Section 15A endows the minister with discretion to set different targets based on occupational levels, sub-sectors, regions, or any relevant factor. The minister is required to engage in sectoral consultations, obtain advice from the Commission for Employment Equity (CEE), and have regard for the Standard Industrial Classification Codes published by Statistics South Africa.

“With all the above statutory safety pins, it is difficult to fathom arbitrariness in the process of setting numerical targets,” Judge Moshoana said.

The applicants contended that the arbitrariness of the 2025 targets is shown particularly in those sectors in which women will be substantially disadvantaged by these targets.

Judge Moshoana said the Court could not be called upon to determine whether the minister’s calculations were arbitrary. “More importantly, owing to the fact that the legislature chose the minister as a functionary to set the numerical targets, this Court cannot determine a specific sectoral numerical target that should apply. Such would equate judicial overreach and a disrespect of the separation of powers doctrine.”
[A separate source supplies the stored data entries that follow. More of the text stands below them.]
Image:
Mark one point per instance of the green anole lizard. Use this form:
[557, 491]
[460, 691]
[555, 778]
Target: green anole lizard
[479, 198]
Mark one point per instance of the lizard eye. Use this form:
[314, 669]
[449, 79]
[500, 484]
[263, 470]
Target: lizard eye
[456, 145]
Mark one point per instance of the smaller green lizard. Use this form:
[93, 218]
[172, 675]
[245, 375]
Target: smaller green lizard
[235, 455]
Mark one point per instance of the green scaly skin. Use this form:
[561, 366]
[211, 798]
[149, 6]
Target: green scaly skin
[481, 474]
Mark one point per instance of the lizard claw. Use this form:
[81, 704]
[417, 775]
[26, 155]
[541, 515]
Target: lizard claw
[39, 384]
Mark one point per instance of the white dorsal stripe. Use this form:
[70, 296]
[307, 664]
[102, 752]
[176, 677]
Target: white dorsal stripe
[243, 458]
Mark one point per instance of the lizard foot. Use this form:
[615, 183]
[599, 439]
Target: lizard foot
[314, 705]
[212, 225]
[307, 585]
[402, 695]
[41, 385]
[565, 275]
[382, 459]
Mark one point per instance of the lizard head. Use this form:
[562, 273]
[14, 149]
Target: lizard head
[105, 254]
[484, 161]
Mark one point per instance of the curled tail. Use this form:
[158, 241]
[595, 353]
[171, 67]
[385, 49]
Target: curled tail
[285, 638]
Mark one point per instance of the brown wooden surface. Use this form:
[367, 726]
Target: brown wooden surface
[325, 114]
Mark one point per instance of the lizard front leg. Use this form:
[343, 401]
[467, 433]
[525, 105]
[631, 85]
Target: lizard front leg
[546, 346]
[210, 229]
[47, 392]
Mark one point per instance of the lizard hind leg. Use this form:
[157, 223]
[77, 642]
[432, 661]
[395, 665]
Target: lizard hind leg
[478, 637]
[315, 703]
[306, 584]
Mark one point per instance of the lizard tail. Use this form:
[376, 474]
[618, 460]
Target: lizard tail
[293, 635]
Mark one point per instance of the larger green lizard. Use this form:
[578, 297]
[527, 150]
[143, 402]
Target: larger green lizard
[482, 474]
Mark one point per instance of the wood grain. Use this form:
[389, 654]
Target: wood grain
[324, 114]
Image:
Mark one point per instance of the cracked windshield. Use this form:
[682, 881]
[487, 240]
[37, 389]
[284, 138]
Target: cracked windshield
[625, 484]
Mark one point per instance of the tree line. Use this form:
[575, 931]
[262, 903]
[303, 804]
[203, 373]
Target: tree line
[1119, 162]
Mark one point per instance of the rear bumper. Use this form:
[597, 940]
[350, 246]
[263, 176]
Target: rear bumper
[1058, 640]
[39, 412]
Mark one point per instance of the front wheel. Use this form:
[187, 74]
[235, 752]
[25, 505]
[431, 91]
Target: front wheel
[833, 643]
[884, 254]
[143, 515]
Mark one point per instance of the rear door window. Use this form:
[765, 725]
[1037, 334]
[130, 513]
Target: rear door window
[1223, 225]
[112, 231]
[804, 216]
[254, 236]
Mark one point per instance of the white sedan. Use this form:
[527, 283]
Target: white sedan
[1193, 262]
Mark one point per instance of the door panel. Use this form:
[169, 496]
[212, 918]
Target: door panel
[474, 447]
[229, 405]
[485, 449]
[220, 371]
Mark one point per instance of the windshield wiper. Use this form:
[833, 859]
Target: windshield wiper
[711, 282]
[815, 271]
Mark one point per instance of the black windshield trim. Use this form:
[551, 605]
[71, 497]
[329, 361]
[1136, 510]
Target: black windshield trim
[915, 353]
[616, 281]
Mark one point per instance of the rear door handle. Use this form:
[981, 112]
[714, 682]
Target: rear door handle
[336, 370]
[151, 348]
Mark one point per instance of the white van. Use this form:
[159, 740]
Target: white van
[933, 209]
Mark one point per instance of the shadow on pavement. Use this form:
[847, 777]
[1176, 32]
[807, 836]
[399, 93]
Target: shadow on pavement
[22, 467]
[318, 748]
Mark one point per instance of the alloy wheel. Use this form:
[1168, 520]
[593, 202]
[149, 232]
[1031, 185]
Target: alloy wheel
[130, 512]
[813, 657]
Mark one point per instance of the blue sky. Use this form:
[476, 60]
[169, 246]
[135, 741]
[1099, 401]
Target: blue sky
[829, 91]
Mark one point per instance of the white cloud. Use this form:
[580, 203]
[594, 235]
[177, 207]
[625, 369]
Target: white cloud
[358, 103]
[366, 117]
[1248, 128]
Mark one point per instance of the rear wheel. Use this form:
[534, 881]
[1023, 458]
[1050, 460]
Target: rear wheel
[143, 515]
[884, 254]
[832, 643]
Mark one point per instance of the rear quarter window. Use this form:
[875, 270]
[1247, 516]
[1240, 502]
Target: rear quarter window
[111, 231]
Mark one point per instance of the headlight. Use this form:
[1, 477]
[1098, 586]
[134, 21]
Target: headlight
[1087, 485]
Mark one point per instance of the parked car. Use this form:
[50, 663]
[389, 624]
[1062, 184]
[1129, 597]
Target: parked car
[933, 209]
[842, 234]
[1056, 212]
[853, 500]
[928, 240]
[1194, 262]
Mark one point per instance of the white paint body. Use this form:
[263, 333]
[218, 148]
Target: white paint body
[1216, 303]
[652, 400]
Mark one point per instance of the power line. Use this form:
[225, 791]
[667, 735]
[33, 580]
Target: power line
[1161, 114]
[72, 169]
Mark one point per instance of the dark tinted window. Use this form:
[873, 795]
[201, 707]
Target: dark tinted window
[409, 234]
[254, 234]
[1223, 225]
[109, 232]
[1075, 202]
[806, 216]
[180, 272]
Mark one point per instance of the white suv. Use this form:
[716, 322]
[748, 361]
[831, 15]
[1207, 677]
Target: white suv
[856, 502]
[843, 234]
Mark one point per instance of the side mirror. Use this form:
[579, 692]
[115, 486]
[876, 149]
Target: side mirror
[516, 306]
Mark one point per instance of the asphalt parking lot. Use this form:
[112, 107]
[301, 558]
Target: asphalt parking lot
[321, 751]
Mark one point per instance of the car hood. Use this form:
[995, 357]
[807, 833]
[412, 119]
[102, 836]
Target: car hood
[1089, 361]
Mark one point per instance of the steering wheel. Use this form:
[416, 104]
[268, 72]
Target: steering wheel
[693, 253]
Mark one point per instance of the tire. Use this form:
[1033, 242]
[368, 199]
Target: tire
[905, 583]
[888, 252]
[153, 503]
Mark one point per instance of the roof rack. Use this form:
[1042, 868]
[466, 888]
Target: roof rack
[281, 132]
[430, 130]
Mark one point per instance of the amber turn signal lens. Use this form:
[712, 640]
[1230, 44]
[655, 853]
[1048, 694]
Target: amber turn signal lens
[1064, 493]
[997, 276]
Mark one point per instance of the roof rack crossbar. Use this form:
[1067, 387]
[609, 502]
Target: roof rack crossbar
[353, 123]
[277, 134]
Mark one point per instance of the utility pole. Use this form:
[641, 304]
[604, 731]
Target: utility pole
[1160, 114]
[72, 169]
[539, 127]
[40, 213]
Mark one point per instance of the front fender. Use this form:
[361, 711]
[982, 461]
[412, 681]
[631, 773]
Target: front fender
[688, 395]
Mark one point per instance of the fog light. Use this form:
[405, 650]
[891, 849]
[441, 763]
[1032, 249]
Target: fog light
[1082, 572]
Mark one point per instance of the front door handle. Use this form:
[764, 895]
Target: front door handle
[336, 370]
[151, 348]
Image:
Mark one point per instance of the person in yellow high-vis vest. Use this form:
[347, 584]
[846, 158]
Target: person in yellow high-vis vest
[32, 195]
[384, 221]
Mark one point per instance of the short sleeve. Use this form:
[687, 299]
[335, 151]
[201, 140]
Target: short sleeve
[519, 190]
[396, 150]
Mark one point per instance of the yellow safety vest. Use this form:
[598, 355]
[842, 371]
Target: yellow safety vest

Further, Judge Moshoana found that the alleged disadvantage to women arises not from the minister’s targets but from employers’ potential setting of goals. It pointed to section 15(3) of the EEA, which specifically permits numerical goals and excludes quotas, noting that quotas might only arise in employers’ goal-setting processes.

He noted the CEE’s role under section 30(2)(b) of the EEA, which requires it to advise the minister on norms and benchmarks. The CEE would have advised the minister if the numerical targets to be set by the minister disadvantaged women to a point of unfair discrimination. The applicants did not contend that the CEE failed for advise the minister or that its advice was deficient.

Judge Moshoana referred to statutory safeguards for employers. Section 42(4) of the EAA allows an employer to raise any reasonable ground to justify its failure to comply, and section 53(6)(b) enables the minister to issue a compliance certificate if such justification is provided.

Where an employer, in setting numerical goals chooses not to comply with the numerical targets set by the minister because this will discriminate against women, such a ground is reasonable to justify failure to comply. Thus, employers have a valid alternative remedy, negating the need for interim relief such as an interdict, because there was “simply no basis for an irreparable harm to be suffered by employers”, Judge Moshoana said.